Il 25 maggio 2018 entrerà in vigore il nuovo Regolamento generale sulla protezione dei dati, che sostituisce la gloriosa direttiva 95/46/CE. Attuato in Italia con dlgs 196 del 2003 (Codice della privacy), innova da molti punti di vista la normativa sulla tutela dei dati personali.
Il punto cardine della nuova disciplina è nel principio di responsabilità (articolo 5, par. 2), per il quale il titolare del trattamento di un determinato insieme di dati è responsabile del rispetto delle regole che presiedono al trattamento stesso, e deve mettersi in condizione di poter comprovare di aver assolto a tale responsabilità. La «responsabilità» cui si riferisce la norma è la condizione di colui cui si collegano i doveri connessi con l’attività (in inglese «accountability»), oltre – e prima – di essere la condizione di colui che risponde della violazione di tali obblighi («liability»).
Se l’approccio fino a ora seguito sulla scorta del vigente Codice della privacy è stato caratterizzato dalla triade misure minime di sicurezza/informativa/acquisizione del consenso, variamente declinata a seconda del tipo di dati personali che il titolare trattava, il nuovo regolamento impone una logica diversa. Il titolare deve anzitutto compiere un esame consapevole dei dati che tratta, delle ragioni per cui li tratta, della effettiva necessità di trattarli, delle vie migliori per ridurre al minimo la necessità di dati personali nelle proprie attività e, non ultimo, del modo di proteggerli da cancellazioni accidentali o manomissioni. Di questo “esame di coscienza” il titolare deve tenere traccia, per poterla mostrare all’autorità di controllo.
È cosa nota che tali innovazioni impatteranno pesantemente anche sul mondo delle professioni cliniche: nonostante iniziali indicazioni che inducevano a pensare che il regolamento non si sarebbe applicato se non in modo minimale alle piccole e medie imprese, il testo definitivo ha accolto tale esigenza in modo molto limitato. La maggior parte delle norme del Regolamento, infatti, si applicano indiscriminatamente alla maggior parte dei titolari di trattamento, e fra essi i professionisti della sanità, per i quali l’acquisizione del consenso al trattamento dei dati sanitari rimarrà comunque la via più sicura per evitare sanzioni.
Fondamentale diventa, in questo consenso, una consapevole stesura dell’informativa.
Rispetto alla attuale informativa privacy, il nuovo strumento (art. 13 del Regolamento) è al contempo più ricco e più semplice. Oltre agli elementi che già ora sono indicati, il titolare dovrà individuare (a) la «base giuridica» per il trattamento, ovvero la norma del Regolamento stesso applicabile allo specifico trattamento per cui si raccolgono i dati; (b) il periodo di conservazione dei dati, o il modo per computarlo; (c) l’indicazione della facoltà per l’interessato di revocare il consenso, ove questi l’abbia dovuto fornire, e con quali conseguenze; (d) il diritto di proporre reclamo all’autorità di controllo (che dovrà essere individuata in base al regolamento).
L’articolo 12, poi, vuole che l’informativa sia scritta in modo particolarmente chiaro, per garantire che l’interessato rilasci i dati in modo informato.

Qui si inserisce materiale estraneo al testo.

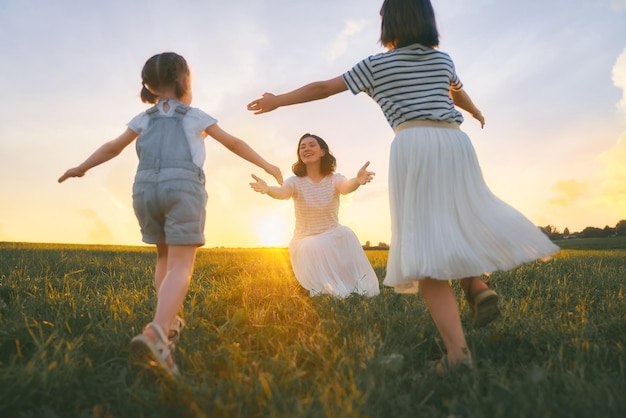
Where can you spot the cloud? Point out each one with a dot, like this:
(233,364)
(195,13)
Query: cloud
(619,5)
(568,191)
(351,28)
(619,77)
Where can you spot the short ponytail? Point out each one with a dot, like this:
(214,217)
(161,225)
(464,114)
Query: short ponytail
(162,71)
(147,96)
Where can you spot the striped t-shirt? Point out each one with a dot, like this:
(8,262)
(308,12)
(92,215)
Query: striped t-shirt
(316,204)
(408,83)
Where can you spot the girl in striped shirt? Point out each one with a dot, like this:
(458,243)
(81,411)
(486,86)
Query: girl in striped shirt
(446,223)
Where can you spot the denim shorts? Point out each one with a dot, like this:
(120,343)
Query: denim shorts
(170,206)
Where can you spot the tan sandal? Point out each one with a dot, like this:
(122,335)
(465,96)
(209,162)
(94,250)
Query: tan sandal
(154,352)
(483,306)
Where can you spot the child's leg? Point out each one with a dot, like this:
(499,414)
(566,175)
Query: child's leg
(444,310)
(474,285)
(172,289)
(161,267)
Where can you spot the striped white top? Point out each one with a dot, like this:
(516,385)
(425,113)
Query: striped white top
(408,83)
(316,204)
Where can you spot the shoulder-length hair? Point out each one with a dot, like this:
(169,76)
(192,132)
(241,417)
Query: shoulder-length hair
(407,22)
(328,163)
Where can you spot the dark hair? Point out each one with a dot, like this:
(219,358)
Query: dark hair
(407,22)
(162,71)
(328,162)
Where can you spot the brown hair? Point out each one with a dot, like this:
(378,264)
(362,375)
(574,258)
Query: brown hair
(161,71)
(407,22)
(328,163)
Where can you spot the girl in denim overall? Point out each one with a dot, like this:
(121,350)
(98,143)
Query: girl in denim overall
(169,197)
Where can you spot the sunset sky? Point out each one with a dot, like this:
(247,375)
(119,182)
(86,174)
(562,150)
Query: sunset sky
(549,76)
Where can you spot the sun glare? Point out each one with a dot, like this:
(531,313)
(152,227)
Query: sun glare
(273,232)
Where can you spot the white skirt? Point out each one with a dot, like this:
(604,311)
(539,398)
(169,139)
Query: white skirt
(445,222)
(334,263)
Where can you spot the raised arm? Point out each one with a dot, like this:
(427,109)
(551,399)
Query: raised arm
(312,91)
(462,100)
(362,177)
(242,149)
(283,192)
(103,154)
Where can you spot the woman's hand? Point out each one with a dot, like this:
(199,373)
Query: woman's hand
(259,185)
(364,176)
(72,172)
(266,103)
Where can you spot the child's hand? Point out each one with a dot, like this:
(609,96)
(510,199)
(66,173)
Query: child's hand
(480,118)
(72,172)
(260,185)
(275,172)
(266,103)
(364,176)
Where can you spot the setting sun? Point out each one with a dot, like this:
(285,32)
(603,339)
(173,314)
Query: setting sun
(273,232)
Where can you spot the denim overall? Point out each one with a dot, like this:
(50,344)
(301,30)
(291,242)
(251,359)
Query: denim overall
(169,196)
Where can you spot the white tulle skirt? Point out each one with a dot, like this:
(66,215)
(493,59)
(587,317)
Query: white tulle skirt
(333,262)
(446,223)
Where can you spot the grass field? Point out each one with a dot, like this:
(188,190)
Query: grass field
(256,345)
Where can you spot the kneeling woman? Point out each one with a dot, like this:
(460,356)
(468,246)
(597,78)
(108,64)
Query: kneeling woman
(326,257)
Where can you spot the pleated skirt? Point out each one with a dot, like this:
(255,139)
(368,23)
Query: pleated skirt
(333,263)
(445,222)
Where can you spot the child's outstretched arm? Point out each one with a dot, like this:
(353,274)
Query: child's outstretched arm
(462,100)
(312,91)
(362,177)
(242,149)
(103,154)
(283,192)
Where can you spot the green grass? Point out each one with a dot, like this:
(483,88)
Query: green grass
(256,345)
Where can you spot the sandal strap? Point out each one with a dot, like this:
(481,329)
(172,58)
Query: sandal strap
(159,331)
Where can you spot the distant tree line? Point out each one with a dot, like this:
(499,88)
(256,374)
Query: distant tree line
(380,246)
(588,232)
(552,232)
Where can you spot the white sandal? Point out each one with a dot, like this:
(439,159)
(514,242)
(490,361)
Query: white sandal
(155,352)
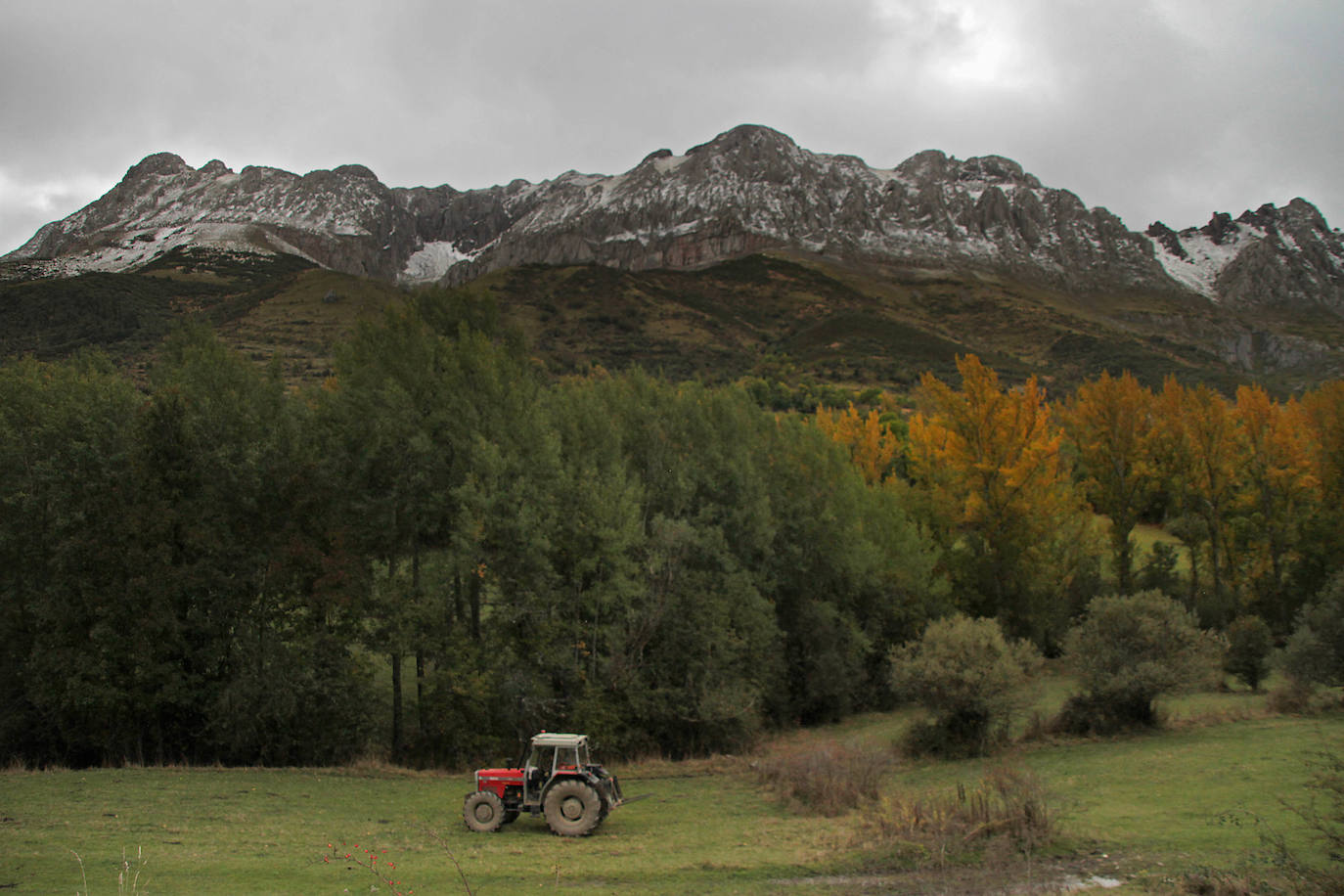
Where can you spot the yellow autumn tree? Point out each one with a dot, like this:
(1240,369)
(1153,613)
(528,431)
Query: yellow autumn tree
(1277,492)
(1109,422)
(1000,493)
(1199,453)
(1322,548)
(873,446)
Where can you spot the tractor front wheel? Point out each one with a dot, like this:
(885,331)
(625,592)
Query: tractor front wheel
(573,809)
(482,812)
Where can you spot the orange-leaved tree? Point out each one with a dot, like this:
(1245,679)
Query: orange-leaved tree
(1199,456)
(1109,422)
(1000,496)
(1322,413)
(873,446)
(1278,490)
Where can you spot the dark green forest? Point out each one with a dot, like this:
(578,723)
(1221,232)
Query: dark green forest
(444,548)
(216,568)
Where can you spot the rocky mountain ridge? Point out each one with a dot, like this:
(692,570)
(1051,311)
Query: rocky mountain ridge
(747,190)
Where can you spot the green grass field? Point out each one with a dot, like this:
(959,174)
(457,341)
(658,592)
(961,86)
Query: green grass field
(1148,803)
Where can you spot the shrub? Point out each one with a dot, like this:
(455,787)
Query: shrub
(1249,647)
(1315,651)
(969,677)
(1128,650)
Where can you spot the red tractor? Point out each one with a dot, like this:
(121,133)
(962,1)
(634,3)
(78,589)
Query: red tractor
(557,780)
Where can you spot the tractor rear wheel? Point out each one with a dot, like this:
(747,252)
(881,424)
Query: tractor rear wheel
(573,808)
(482,812)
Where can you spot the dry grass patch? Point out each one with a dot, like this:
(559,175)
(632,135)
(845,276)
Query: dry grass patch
(824,778)
(1008,814)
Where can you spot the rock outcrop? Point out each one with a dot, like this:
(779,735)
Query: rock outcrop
(747,190)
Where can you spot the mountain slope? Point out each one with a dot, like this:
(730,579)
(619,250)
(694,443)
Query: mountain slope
(747,190)
(721,259)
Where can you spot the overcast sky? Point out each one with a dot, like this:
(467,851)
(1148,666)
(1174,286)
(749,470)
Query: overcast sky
(1156,109)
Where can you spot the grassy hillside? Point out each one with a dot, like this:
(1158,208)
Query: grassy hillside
(777,316)
(1142,810)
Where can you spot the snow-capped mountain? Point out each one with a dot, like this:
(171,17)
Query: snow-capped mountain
(747,190)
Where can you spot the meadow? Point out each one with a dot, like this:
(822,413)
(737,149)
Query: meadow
(1140,810)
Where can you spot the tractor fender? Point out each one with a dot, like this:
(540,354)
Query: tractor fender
(586,777)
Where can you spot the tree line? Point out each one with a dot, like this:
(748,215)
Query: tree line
(212,567)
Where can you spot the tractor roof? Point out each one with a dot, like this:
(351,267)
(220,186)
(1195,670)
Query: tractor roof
(554,739)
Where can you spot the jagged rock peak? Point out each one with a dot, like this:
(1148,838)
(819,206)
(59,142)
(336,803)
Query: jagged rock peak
(215,168)
(158,162)
(747,137)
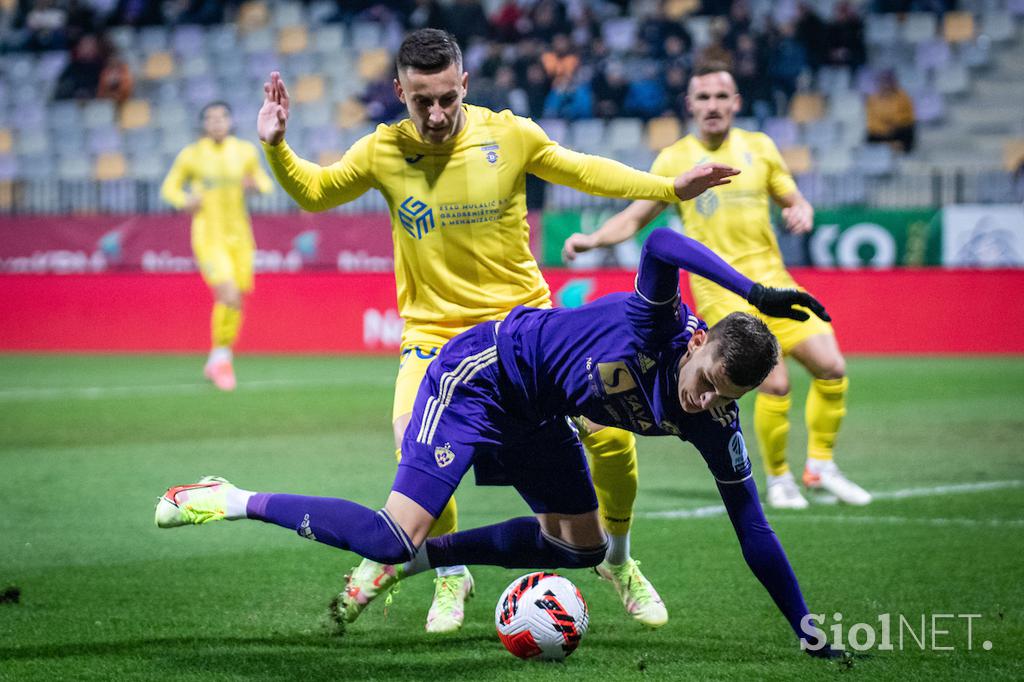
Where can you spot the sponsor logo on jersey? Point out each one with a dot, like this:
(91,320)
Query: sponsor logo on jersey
(615,377)
(737,451)
(416,217)
(707,203)
(443,455)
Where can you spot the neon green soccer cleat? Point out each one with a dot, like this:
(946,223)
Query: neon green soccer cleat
(449,608)
(367,582)
(639,596)
(194,504)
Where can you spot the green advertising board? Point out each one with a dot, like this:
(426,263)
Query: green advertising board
(876,238)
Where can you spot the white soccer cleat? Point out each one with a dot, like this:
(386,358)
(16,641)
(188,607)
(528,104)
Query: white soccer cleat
(194,504)
(783,493)
(830,479)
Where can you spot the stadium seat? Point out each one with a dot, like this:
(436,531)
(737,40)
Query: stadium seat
(798,159)
(293,39)
(308,88)
(374,64)
(158,66)
(663,131)
(110,166)
(919,27)
(1013,155)
(350,113)
(807,107)
(957,27)
(252,15)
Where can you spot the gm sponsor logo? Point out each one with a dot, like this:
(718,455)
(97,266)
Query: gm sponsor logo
(416,217)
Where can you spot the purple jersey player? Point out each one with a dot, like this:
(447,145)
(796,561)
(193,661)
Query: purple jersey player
(499,397)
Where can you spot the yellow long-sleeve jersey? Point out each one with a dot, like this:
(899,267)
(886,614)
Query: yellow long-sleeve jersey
(733,219)
(459,210)
(215,172)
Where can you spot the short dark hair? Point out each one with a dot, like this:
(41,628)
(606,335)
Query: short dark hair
(429,50)
(748,347)
(215,102)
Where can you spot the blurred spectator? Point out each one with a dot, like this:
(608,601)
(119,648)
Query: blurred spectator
(811,32)
(466,20)
(846,38)
(890,114)
(80,79)
(656,30)
(610,86)
(560,60)
(116,81)
(786,60)
(45,27)
(137,12)
(748,70)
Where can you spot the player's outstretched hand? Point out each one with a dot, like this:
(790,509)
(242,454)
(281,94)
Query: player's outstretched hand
(272,117)
(702,176)
(576,245)
(779,302)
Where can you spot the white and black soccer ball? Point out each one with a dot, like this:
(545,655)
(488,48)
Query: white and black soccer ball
(542,615)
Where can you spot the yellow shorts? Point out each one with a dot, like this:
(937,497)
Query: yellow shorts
(220,263)
(788,332)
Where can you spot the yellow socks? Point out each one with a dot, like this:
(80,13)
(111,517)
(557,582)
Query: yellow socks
(613,467)
(771,426)
(825,408)
(224,325)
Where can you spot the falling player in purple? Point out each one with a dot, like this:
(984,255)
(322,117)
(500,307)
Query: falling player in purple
(498,397)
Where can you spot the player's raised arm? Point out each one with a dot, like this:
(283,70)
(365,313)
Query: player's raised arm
(666,252)
(312,186)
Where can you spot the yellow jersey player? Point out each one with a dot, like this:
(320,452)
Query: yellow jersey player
(454,177)
(210,179)
(734,222)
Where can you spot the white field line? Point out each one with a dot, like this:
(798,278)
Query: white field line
(97,392)
(904,494)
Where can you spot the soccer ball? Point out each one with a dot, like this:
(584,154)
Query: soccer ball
(541,615)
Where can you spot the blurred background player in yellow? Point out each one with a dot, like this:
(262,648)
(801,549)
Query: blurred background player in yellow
(454,177)
(734,221)
(210,179)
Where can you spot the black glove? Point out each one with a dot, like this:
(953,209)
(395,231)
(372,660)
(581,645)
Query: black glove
(779,302)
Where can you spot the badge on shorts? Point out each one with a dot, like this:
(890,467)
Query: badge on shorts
(443,455)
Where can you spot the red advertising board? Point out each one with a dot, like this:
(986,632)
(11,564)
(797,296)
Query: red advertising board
(875,311)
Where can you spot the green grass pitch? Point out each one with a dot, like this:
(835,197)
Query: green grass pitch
(87,443)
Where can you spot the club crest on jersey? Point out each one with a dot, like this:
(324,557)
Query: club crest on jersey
(491,153)
(615,377)
(707,203)
(443,455)
(416,217)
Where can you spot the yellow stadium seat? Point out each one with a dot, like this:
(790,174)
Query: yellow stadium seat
(329,157)
(1013,155)
(798,159)
(350,113)
(374,65)
(807,107)
(293,39)
(158,66)
(110,166)
(308,88)
(663,131)
(134,114)
(957,27)
(252,15)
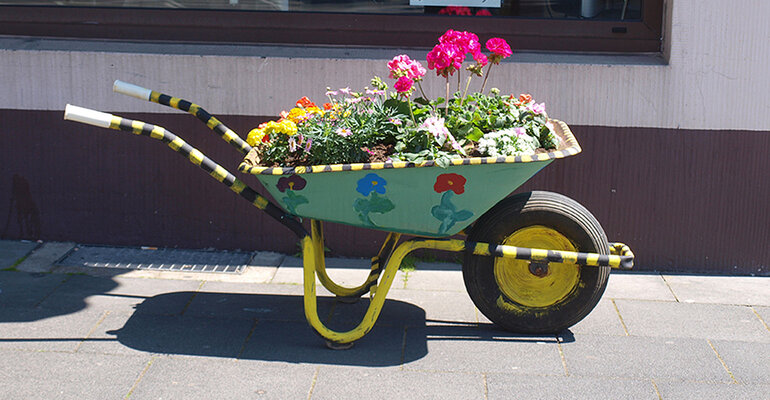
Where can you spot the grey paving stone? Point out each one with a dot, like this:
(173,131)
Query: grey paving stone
(435,280)
(364,383)
(211,378)
(748,361)
(638,287)
(122,294)
(482,349)
(330,262)
(266,259)
(296,342)
(12,251)
(183,260)
(643,358)
(42,330)
(707,321)
(345,316)
(51,375)
(103,339)
(275,307)
(711,391)
(251,288)
(603,320)
(182,335)
(25,290)
(764,315)
(565,388)
(744,290)
(439,305)
(43,259)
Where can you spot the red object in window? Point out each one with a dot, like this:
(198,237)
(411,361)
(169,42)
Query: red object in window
(455,10)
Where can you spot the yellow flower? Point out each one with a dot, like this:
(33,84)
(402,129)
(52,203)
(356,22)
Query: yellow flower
(287,127)
(297,115)
(315,110)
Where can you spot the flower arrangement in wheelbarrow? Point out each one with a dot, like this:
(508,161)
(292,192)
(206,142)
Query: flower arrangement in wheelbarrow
(405,124)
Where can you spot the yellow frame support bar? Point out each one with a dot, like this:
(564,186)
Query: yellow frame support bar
(314,264)
(374,274)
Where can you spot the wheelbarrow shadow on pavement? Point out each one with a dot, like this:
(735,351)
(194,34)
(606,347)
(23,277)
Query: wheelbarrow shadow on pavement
(272,327)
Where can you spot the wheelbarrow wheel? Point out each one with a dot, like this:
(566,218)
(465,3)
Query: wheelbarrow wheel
(529,297)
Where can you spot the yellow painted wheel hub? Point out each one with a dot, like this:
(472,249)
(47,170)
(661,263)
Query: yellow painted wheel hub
(521,284)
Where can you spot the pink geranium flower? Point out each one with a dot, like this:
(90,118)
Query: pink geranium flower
(402,65)
(445,58)
(536,108)
(403,84)
(499,48)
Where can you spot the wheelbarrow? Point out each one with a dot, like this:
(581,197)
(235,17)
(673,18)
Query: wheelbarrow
(534,262)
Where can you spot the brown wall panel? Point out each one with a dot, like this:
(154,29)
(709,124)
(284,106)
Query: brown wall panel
(688,201)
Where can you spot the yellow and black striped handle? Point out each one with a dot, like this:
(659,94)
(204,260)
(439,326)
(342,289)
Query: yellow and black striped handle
(616,259)
(104,120)
(174,102)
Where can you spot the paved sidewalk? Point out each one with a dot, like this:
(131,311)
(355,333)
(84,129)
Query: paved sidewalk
(70,331)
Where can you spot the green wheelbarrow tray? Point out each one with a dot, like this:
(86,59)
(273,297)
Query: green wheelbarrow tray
(534,262)
(417,199)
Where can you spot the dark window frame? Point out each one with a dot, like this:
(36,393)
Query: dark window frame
(370,30)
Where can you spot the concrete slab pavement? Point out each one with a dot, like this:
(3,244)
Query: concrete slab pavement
(95,334)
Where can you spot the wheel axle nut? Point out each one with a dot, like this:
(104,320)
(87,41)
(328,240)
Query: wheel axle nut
(538,268)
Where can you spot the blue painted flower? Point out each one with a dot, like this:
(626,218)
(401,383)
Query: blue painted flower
(371,183)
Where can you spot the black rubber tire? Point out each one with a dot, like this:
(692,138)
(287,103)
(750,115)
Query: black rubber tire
(554,211)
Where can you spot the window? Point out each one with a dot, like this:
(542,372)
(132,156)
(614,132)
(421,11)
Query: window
(553,25)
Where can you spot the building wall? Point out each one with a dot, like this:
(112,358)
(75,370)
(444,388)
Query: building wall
(673,160)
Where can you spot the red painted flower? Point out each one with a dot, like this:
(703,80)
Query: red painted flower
(453,182)
(304,102)
(293,182)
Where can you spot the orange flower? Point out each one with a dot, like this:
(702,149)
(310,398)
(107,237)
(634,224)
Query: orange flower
(304,102)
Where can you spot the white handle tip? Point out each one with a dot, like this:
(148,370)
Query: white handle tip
(131,90)
(87,116)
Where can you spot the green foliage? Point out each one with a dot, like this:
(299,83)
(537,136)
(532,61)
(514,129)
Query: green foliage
(353,124)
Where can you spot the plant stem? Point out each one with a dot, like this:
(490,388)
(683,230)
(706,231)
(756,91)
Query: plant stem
(409,103)
(458,80)
(419,85)
(484,84)
(467,84)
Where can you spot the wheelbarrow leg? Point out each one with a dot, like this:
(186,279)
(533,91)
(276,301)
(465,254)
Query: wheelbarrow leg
(313,257)
(347,294)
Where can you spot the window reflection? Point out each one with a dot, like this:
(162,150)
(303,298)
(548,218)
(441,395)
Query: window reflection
(613,10)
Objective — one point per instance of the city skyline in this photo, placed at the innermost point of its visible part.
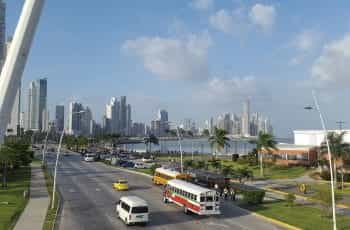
(278, 78)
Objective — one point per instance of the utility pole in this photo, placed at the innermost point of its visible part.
(16, 59)
(340, 124)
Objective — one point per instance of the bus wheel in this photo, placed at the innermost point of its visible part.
(165, 200)
(186, 210)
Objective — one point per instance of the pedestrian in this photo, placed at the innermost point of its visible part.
(233, 193)
(225, 193)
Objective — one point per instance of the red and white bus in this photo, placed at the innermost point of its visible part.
(193, 198)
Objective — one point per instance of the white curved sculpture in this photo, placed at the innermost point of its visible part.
(11, 74)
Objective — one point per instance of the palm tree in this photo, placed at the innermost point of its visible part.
(216, 164)
(151, 139)
(218, 140)
(227, 170)
(7, 156)
(339, 151)
(265, 141)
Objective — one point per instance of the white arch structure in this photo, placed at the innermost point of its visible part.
(12, 71)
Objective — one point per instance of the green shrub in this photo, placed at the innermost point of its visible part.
(253, 196)
(154, 167)
(290, 199)
(325, 175)
(235, 157)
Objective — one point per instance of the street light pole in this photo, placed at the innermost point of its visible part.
(329, 157)
(45, 146)
(180, 146)
(55, 174)
(56, 164)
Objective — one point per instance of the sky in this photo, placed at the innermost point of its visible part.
(196, 58)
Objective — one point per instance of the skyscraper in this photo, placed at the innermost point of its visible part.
(123, 114)
(246, 118)
(59, 118)
(128, 120)
(2, 31)
(37, 99)
(74, 118)
(112, 114)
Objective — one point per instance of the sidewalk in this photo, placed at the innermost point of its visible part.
(33, 216)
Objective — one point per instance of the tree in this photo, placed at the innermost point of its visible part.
(201, 165)
(189, 164)
(339, 151)
(265, 141)
(227, 170)
(7, 156)
(218, 140)
(243, 173)
(215, 164)
(206, 133)
(151, 139)
(324, 195)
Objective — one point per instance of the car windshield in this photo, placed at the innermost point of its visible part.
(140, 209)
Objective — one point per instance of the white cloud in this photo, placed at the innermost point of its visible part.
(306, 40)
(173, 58)
(263, 15)
(230, 22)
(202, 4)
(331, 69)
(226, 91)
(222, 21)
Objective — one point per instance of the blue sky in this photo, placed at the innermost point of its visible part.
(195, 58)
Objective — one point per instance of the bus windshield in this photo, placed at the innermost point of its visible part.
(140, 209)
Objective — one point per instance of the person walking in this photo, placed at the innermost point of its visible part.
(225, 193)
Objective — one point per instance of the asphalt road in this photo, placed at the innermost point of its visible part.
(89, 202)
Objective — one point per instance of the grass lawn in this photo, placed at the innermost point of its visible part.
(51, 213)
(304, 217)
(320, 186)
(273, 171)
(18, 182)
(146, 171)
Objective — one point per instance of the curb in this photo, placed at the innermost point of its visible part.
(303, 197)
(128, 170)
(274, 221)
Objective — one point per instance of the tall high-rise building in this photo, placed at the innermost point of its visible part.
(112, 114)
(37, 100)
(14, 125)
(74, 118)
(2, 31)
(163, 118)
(59, 118)
(123, 114)
(246, 118)
(128, 120)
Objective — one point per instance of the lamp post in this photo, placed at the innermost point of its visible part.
(317, 107)
(56, 164)
(45, 145)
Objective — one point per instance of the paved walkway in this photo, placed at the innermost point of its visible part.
(34, 214)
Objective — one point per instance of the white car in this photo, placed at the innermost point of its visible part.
(132, 210)
(89, 157)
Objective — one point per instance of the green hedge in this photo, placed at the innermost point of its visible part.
(253, 196)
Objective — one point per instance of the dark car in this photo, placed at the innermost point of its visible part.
(128, 164)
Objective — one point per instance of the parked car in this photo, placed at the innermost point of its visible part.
(128, 164)
(132, 210)
(89, 157)
(121, 185)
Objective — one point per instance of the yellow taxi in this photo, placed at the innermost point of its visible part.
(121, 185)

La “nuova” informativa contiene quindi degli elementi che, nella versione attuale, potevano essere ignorati dal titolare. L’indicazione della base giuridica per il trattamento e della durata almeno approssimativa della conservazione, sono elementi che richiedono una analisi specifica: non è possibile inserirli senza aver compiuto una valutazione seria delle finalità e delle modalità del trattamento dei dati. Dato che l’uso di informative scorrette è sanzionato in modo pesante (fino al 4% del fatturato dell’esercizio precedente!) è assolutamente consigliabile che l’odontoiatra valuti, con l’assistenza di un professionista del settore, l’opportunità di una “manutenzione” delle proprie procedure e informative privacy.